Wir starten auf der Seite mindestlohn.de des DGB. Von hier aus führt uns ein Link in eine "Virtuelle Ausstellung" zum Thema Niedriglohn in Deutschland. Dort wiederum ist auch ein Blog zur Domain mindestlohn.de aufgeführt. Dieser wird allerdings nicht vom DGB sondern von ver.di und der Gewerkschaft Nahrung-Genuss-Gaststätten (NGG) betrieben. Im Blog findet man wieder bisher nicht gekannte Seiten verlinkt. Diesmal mindestlohn09.de und initiative-mindestlohn.de. Beide werden wiederum von ver.di und der NGG unterhalten. Von dort gelangt man dann auch wieder auf die Virtuelle Ausstellung des DGB.

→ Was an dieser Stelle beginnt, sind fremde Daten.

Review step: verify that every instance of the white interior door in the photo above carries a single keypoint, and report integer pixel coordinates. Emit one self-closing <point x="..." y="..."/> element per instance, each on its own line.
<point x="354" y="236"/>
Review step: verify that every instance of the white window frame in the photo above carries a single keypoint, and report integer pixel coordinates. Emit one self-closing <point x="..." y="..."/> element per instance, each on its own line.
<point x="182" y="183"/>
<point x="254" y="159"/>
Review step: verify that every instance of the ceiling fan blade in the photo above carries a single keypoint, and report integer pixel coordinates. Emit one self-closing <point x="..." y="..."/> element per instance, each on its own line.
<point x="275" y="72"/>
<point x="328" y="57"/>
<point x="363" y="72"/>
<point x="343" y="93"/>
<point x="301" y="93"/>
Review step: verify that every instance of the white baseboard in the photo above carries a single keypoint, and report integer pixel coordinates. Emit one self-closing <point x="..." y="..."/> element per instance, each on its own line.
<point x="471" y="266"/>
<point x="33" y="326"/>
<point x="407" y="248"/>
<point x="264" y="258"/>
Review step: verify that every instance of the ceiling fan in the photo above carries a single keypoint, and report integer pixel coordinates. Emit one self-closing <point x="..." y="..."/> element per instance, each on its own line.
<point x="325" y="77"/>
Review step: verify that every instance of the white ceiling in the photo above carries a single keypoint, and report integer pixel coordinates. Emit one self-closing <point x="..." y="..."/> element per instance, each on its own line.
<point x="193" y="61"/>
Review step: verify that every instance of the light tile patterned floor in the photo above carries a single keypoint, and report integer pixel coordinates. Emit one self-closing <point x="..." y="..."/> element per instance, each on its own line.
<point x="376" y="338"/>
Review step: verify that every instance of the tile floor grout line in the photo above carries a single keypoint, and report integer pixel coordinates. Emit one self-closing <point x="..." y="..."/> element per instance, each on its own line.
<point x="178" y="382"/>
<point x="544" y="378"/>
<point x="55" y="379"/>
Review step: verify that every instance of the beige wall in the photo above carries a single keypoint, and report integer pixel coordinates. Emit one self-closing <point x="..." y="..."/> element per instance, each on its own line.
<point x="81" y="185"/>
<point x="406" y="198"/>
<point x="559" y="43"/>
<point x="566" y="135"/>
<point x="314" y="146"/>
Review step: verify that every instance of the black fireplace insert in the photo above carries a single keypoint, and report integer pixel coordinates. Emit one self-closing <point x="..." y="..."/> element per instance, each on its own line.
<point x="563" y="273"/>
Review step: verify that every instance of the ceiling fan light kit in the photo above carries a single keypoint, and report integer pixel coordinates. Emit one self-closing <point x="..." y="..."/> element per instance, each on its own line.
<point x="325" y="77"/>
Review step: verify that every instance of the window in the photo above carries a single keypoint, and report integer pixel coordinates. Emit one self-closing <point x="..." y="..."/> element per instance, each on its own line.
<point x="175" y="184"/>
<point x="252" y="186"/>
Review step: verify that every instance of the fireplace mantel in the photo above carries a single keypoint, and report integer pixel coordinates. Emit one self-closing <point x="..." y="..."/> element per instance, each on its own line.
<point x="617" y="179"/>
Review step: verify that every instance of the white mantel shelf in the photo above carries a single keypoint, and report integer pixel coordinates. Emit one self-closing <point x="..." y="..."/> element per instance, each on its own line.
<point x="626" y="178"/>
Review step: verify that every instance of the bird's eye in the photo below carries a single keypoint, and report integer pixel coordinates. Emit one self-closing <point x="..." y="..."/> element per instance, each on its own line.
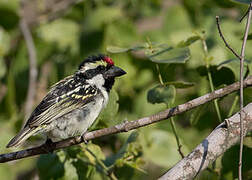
<point x="101" y="68"/>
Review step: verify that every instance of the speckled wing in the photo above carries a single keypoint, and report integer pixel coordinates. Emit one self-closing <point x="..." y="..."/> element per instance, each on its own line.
<point x="64" y="97"/>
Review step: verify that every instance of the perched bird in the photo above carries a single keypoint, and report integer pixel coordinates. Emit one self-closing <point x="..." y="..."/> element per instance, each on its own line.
<point x="72" y="104"/>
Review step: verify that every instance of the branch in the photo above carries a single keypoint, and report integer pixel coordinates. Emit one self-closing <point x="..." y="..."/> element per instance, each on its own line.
<point x="222" y="138"/>
<point x="127" y="126"/>
<point x="33" y="72"/>
<point x="241" y="88"/>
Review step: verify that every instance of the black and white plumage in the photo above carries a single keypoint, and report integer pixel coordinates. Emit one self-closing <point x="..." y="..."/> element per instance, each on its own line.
<point x="72" y="104"/>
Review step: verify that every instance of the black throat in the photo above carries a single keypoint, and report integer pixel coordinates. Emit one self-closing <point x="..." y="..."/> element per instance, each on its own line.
<point x="108" y="84"/>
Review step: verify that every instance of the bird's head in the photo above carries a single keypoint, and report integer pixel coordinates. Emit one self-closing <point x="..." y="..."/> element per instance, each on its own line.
<point x="95" y="66"/>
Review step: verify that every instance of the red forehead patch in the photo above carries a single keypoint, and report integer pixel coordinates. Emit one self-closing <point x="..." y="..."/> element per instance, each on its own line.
<point x="108" y="60"/>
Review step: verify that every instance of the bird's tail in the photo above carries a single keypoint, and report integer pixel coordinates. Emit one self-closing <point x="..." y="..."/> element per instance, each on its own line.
<point x="24" y="134"/>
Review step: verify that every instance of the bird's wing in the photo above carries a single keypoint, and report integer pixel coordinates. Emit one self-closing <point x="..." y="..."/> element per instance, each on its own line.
<point x="64" y="97"/>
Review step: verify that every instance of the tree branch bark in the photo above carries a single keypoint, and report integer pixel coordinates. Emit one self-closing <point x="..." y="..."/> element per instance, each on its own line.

Die Verwirrung ist komplett. Starke thematische Überschneidung, ein fehlendes Corporate Design und unterschiedliche Mobilisierungskonzepte der einzelnen Seiten lassen den User leicht die Orientierung verlieren. Es stellt sich die Frage, wo der zentrale Dreh – und Angel – oder zumindest Startpunkt der Kampagne(n) liegt. Oder ob es überhaupt einen gibt.

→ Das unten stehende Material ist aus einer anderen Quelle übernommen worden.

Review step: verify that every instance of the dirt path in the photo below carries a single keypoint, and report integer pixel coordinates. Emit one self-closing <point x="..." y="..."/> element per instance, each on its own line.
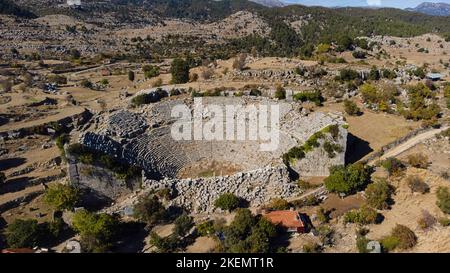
<point x="409" y="144"/>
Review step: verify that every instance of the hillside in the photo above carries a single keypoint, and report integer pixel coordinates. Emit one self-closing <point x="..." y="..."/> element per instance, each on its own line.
<point x="436" y="9"/>
<point x="10" y="8"/>
<point x="269" y="3"/>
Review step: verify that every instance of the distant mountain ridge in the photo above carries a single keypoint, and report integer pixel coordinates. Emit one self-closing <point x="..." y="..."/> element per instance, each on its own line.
<point x="270" y="3"/>
<point x="436" y="9"/>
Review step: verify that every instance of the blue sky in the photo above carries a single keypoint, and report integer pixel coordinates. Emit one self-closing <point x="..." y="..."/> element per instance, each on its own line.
<point x="359" y="3"/>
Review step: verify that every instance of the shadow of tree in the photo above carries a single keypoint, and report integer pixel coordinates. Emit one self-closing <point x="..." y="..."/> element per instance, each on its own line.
<point x="357" y="148"/>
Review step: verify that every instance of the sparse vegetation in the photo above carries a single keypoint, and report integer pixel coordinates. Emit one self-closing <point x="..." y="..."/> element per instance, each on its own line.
<point x="443" y="196"/>
<point x="62" y="197"/>
<point x="364" y="216"/>
<point x="348" y="179"/>
<point x="416" y="184"/>
<point x="378" y="194"/>
<point x="351" y="108"/>
<point x="279" y="204"/>
<point x="401" y="237"/>
<point x="150" y="210"/>
<point x="180" y="71"/>
<point x="418" y="161"/>
<point x="97" y="231"/>
<point x="393" y="166"/>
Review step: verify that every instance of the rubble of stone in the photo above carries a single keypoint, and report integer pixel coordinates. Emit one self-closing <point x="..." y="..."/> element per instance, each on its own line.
<point x="142" y="137"/>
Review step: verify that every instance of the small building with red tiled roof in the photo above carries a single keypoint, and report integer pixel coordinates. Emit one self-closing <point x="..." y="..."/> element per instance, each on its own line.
<point x="292" y="220"/>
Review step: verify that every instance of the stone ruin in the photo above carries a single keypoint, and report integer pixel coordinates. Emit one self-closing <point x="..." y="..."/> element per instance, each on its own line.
<point x="142" y="137"/>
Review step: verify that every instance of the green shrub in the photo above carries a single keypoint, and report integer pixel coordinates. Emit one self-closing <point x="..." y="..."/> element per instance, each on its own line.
<point x="279" y="204"/>
<point x="87" y="84"/>
<point x="347" y="75"/>
<point x="418" y="161"/>
<point x="348" y="179"/>
<point x="332" y="149"/>
<point x="378" y="194"/>
<point x="323" y="215"/>
<point x="443" y="196"/>
<point x="312" y="96"/>
<point x="2" y="178"/>
<point x="183" y="224"/>
<point x="304" y="185"/>
<point x="150" y="71"/>
<point x="416" y="184"/>
<point x="361" y="244"/>
<point x="62" y="197"/>
<point x="248" y="234"/>
<point x="445" y="222"/>
<point x="167" y="244"/>
<point x="359" y="54"/>
<point x="97" y="231"/>
<point x="312" y="248"/>
<point x="131" y="75"/>
<point x="23" y="233"/>
<point x="149" y="210"/>
<point x="179" y="71"/>
<point x="351" y="108"/>
<point x="206" y="228"/>
<point x="280" y="93"/>
<point x="227" y="201"/>
<point x="364" y="216"/>
<point x="389" y="243"/>
<point x="406" y="237"/>
<point x="393" y="166"/>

Getrennte Kampagnen der Gewerkschaften
Tatsächlich ist die eigene Kampagne laut ver.di eine Zuspitzung der DGB-Kampagne. Der Fokus liegt auf dem gesetzlichen Mindestlohn. Nur leider wird dem einfachen User das allein durch die Seiten nicht klar. Das Thema sei zu komplex, um es so differenziert in die Webseiten zu integrieren, so der DGB. Im Übrigen sei man mit dem Verlauf der Kampagne sehr zufrieden, eine zukünftige gemeinsame Kampagne noch nicht geplant.

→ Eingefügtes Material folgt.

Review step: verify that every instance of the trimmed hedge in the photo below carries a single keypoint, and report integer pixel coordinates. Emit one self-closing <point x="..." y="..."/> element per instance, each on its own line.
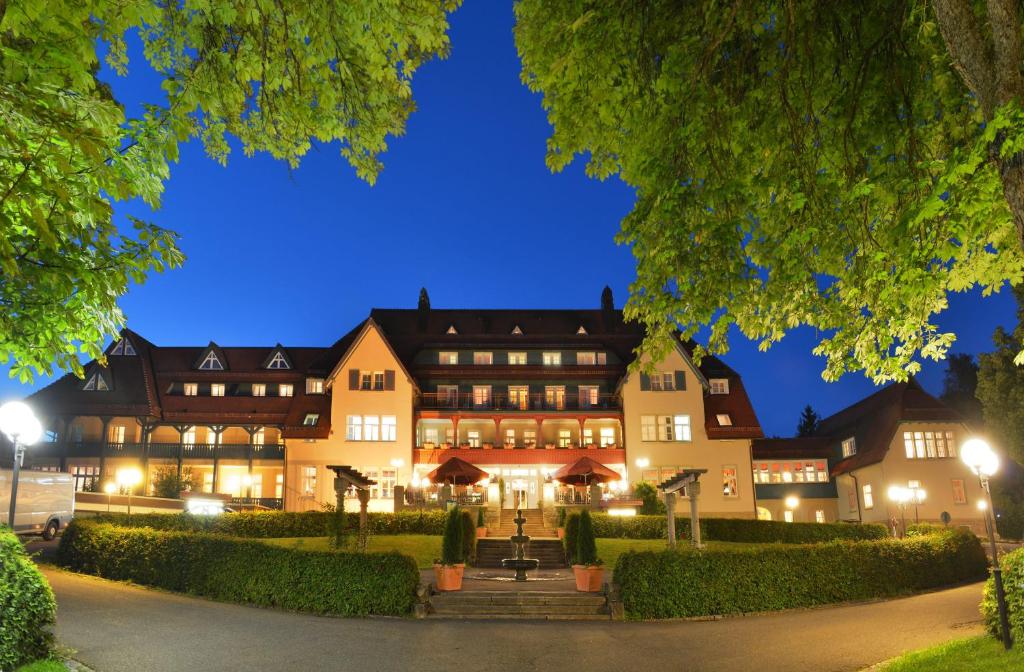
<point x="271" y="525"/>
<point x="237" y="570"/>
<point x="27" y="605"/>
<point x="1013" y="585"/>
<point x="685" y="583"/>
<point x="764" y="532"/>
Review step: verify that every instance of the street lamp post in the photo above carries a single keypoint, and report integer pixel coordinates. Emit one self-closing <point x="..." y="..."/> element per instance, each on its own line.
<point x="22" y="427"/>
<point x="983" y="461"/>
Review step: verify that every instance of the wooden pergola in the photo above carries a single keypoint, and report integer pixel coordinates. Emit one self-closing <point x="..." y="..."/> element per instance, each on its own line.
<point x="687" y="480"/>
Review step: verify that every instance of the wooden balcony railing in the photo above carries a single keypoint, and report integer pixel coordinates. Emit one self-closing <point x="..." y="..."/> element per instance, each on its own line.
<point x="523" y="402"/>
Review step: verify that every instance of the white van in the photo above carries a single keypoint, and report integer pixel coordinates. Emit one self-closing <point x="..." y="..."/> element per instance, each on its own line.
<point x="45" y="501"/>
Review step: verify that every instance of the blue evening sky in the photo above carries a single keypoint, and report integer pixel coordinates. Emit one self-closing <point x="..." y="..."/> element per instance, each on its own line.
<point x="465" y="206"/>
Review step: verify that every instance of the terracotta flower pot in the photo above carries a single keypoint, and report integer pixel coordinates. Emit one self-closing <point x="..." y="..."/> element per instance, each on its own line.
<point x="589" y="578"/>
<point x="449" y="577"/>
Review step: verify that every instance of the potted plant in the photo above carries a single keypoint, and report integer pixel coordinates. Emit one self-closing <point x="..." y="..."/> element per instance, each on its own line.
<point x="448" y="571"/>
<point x="481" y="525"/>
<point x="586" y="564"/>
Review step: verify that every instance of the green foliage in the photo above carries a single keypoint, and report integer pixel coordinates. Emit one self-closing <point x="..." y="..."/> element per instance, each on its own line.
<point x="1013" y="585"/>
<point x="453" y="551"/>
<point x="655" y="527"/>
<point x="569" y="540"/>
<point x="468" y="537"/>
<point x="243" y="571"/>
<point x="772" y="191"/>
<point x="27" y="605"/>
<point x="279" y="77"/>
<point x="662" y="584"/>
<point x="809" y="420"/>
<point x="586" y="544"/>
<point x="285" y="523"/>
<point x="652" y="504"/>
<point x="167" y="484"/>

Doch könnte durch abgestimmte Inhalte und Designs noch mehr erreicht werden. Denn das Angebote der einzelnen Webpräsenzen zeigt sich als umfangreich und ideal für die Online-Mobilisierung. Alle Seiten bieten als Basis Nachrichten, Aktionsideen und Kommentare an. Besonders bemüht ist man dabei um Rückkanalität und Interaktivität.
Umfangreiches Mitmach-Angebot
So ist auf mindestlohn.de für jeden Nachrichten- und Meinungsbeitrag eine Kommentarfunktion eingerichtet. Der User kann eine Petition zeichnen oder einen "Niedriglohn-Melder" nutzen. Ebenso ist es möglich, auf der Seite ein Foto nebst eigener Meinung zur Thematik hochzuladen. Aktuell sind über 2300 Unterstützer diesem Aufruf nachgekommen. Zentral beworben wird die Möglichkeit, eine virtuelle Postkarte mit vorgefertigter Frage an den eigenen Wahlkreisabgeordneten zu schicken. Geantwortet haben bisher 40 von ihnen.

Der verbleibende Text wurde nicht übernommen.